Visão de 270 graus: as ilhas, um vão – através do qual o imenso Atlântico se revela para além de um farol – a longa restinga, a vasta Serra do Mar em sucessivas camadas de montanhas – do preto ao cinza embaçado. Contra esse céu largo, o vôo de um biguá solitário, o mar, o mar, o mar e a luz amarela densa desse fim de dia deixando mais existentes as madeiras desse barco que singra as águas dessa baía, cortando esse ar frio e intenso. E essa mulher de sombrancelhas grossas do outro lado do convés me instilando sentimentos e fantasias de me largar no mundo, sem tempo, nem dia.

Por que essas Serras chamam meus pés?
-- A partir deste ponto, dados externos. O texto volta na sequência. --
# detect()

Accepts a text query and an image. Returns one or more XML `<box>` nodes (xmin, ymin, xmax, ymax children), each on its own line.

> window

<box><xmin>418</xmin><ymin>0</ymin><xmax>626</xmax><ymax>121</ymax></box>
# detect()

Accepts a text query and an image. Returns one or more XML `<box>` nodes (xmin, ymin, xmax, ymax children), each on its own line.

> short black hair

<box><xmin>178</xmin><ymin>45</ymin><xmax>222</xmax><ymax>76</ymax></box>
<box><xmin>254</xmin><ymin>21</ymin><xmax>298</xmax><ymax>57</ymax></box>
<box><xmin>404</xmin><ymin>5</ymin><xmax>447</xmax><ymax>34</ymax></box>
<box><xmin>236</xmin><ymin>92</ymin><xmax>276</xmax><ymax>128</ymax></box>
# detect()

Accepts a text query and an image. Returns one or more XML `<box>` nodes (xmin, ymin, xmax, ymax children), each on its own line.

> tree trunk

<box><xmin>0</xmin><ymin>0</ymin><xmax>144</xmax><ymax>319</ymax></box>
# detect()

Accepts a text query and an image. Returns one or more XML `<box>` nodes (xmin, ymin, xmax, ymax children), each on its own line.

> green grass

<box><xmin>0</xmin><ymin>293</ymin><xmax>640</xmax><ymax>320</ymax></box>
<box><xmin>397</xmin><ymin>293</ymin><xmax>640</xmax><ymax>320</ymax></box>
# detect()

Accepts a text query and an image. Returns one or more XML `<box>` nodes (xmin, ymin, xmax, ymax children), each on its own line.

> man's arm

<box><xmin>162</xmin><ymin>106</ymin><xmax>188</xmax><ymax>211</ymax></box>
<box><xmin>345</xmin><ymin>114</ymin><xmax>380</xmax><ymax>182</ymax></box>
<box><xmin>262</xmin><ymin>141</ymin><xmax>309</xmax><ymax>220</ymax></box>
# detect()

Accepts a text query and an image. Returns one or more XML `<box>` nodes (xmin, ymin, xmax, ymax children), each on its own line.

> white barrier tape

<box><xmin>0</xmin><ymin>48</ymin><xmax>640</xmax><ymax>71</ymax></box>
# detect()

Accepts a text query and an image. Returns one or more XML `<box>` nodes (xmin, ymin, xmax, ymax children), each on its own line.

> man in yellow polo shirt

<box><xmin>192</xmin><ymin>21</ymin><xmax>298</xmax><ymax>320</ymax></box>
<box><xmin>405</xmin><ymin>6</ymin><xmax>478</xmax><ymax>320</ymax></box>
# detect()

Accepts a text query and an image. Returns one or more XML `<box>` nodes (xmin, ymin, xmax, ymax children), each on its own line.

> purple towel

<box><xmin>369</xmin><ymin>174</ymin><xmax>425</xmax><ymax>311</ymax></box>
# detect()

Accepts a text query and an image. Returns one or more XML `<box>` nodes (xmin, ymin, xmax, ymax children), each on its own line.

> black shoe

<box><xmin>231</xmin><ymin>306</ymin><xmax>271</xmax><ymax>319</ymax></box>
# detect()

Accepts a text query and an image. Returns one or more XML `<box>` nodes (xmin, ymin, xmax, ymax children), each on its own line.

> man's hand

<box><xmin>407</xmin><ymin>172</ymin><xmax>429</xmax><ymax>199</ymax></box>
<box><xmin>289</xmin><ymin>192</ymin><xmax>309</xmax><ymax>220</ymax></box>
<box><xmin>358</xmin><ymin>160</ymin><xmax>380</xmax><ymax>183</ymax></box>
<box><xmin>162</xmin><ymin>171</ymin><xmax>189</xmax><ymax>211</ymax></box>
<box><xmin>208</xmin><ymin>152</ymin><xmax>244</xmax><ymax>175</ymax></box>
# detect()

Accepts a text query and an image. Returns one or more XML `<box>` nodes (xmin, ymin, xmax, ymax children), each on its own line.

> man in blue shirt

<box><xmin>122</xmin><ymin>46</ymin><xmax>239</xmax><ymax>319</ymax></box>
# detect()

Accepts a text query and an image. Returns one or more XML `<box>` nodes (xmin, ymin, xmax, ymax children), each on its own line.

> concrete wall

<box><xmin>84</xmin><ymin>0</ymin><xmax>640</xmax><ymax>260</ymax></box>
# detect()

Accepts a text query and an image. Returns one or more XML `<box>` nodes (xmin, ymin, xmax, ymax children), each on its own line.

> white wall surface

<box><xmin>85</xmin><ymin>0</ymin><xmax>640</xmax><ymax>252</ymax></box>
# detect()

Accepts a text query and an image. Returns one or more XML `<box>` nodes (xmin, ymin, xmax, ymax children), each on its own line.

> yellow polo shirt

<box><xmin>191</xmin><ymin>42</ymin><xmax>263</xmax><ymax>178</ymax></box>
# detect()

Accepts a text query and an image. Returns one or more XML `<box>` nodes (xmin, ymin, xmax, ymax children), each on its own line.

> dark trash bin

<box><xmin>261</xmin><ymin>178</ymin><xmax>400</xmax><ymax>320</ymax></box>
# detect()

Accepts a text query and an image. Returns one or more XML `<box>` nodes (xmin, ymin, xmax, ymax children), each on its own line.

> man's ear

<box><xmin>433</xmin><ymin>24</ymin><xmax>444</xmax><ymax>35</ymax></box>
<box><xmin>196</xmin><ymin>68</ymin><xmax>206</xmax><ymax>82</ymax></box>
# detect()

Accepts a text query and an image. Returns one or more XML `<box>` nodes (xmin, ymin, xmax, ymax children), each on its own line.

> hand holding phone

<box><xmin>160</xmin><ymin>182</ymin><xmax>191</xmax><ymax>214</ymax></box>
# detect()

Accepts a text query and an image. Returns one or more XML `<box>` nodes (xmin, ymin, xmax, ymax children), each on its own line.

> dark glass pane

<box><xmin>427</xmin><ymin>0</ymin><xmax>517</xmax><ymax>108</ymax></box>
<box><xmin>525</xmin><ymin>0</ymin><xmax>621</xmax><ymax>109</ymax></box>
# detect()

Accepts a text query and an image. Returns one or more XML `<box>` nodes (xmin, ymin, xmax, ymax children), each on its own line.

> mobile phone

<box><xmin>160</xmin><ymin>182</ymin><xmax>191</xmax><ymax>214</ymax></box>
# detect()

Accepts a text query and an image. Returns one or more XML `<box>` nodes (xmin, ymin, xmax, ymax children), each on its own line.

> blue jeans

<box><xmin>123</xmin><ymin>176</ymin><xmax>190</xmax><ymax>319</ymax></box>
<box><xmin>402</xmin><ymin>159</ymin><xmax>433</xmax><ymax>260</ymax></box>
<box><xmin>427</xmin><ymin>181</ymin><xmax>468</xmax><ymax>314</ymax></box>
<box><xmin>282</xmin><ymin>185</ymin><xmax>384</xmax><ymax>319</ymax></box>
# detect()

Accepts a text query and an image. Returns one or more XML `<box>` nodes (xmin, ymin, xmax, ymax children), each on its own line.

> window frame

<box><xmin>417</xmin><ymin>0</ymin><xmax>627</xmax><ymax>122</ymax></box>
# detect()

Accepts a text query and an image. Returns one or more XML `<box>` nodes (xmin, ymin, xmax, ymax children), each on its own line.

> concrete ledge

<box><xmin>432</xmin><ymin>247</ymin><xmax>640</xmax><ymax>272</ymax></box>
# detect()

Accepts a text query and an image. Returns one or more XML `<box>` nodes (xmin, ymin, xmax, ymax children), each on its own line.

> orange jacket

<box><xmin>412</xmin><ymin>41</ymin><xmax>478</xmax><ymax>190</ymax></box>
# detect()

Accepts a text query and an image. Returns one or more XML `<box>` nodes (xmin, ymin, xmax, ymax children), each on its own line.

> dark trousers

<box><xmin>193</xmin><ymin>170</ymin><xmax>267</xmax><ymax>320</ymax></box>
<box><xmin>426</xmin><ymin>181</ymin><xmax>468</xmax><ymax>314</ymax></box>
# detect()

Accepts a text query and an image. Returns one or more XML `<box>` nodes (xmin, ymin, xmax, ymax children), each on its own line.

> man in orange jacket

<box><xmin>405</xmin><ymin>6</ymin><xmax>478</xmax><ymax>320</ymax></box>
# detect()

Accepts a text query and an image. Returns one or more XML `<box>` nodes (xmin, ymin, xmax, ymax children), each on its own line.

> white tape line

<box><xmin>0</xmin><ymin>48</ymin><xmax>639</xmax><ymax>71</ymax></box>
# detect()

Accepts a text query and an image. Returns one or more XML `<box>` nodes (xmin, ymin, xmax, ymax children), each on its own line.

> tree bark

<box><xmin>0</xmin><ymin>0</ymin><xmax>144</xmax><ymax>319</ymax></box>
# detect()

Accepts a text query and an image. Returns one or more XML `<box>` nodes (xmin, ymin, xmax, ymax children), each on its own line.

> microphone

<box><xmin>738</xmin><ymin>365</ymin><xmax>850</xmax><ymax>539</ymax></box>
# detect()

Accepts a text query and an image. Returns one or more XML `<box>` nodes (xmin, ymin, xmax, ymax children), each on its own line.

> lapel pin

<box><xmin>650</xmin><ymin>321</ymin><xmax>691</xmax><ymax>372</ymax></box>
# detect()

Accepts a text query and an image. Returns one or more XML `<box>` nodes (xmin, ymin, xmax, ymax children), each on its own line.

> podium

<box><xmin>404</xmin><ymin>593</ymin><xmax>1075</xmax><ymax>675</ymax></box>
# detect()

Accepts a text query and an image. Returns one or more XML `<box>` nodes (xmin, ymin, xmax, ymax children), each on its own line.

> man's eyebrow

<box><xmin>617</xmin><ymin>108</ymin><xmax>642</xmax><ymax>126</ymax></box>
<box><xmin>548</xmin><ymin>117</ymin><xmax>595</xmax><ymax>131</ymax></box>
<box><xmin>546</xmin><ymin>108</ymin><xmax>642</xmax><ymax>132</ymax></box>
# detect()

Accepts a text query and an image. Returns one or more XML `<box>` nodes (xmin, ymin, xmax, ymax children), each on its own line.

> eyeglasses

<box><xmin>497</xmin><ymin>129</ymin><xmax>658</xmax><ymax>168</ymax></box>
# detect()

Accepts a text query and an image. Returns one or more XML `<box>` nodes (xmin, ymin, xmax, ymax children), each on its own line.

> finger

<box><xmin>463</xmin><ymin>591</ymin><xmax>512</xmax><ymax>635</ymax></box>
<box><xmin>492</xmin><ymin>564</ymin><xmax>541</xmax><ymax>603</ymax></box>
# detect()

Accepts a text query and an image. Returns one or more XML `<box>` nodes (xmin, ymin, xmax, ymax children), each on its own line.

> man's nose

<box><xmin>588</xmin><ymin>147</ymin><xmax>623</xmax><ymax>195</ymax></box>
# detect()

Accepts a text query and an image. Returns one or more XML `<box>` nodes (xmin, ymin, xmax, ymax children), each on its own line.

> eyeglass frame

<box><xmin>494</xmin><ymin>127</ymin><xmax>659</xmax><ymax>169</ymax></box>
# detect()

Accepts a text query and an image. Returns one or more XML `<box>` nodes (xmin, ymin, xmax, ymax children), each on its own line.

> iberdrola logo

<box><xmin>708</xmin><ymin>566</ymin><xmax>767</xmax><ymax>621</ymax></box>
Dou um largo passo, cruzo essa Baía e piso a cordilheira de Mata Atlântica. Mergulho nessas águas frias e, sorrateiro, me arrasto languidamente pelas areias quentes das ilhas, deixando meu corpo derreter entre a sílica, as conchas de todos os tempos e o madeirame apodrecido de um barco ancião – seus ossos, seus ossos, seus ossos.Cheirando a maresia, de sal impregnado, caminho pela longa solidão ventosa dessa Barra do Superagüi e seus intemináveis cordões de areia, a um só tempo tristes e suspirantes e eternos. Essas cansadas árvores dobradas e o vento que as envolve – são elas que conformam esse vento que vem do passodo, que é o passado. Essas praias cinzentas são o passado.

E se o tempo se fecha e a gelada chuva do oceano cai, ela cai para sempre. E eu, mais sozinho do que nunca, dou forma a essas ondas que estão congeladas no vão entre a despedida e a dor que dobra todos os cabos do mundo, essas esquinas da desesperança, onde as tempestades assinalam o meio do caminho entre nossa casa e o nada, e onde o vento açoitante me lembra sempre de uma velha fotografia amarelada onde eu e você sorríamos abraçados num tempo em que éramos felizes.

Baía de Guaraqueçaba, Julho de 2005.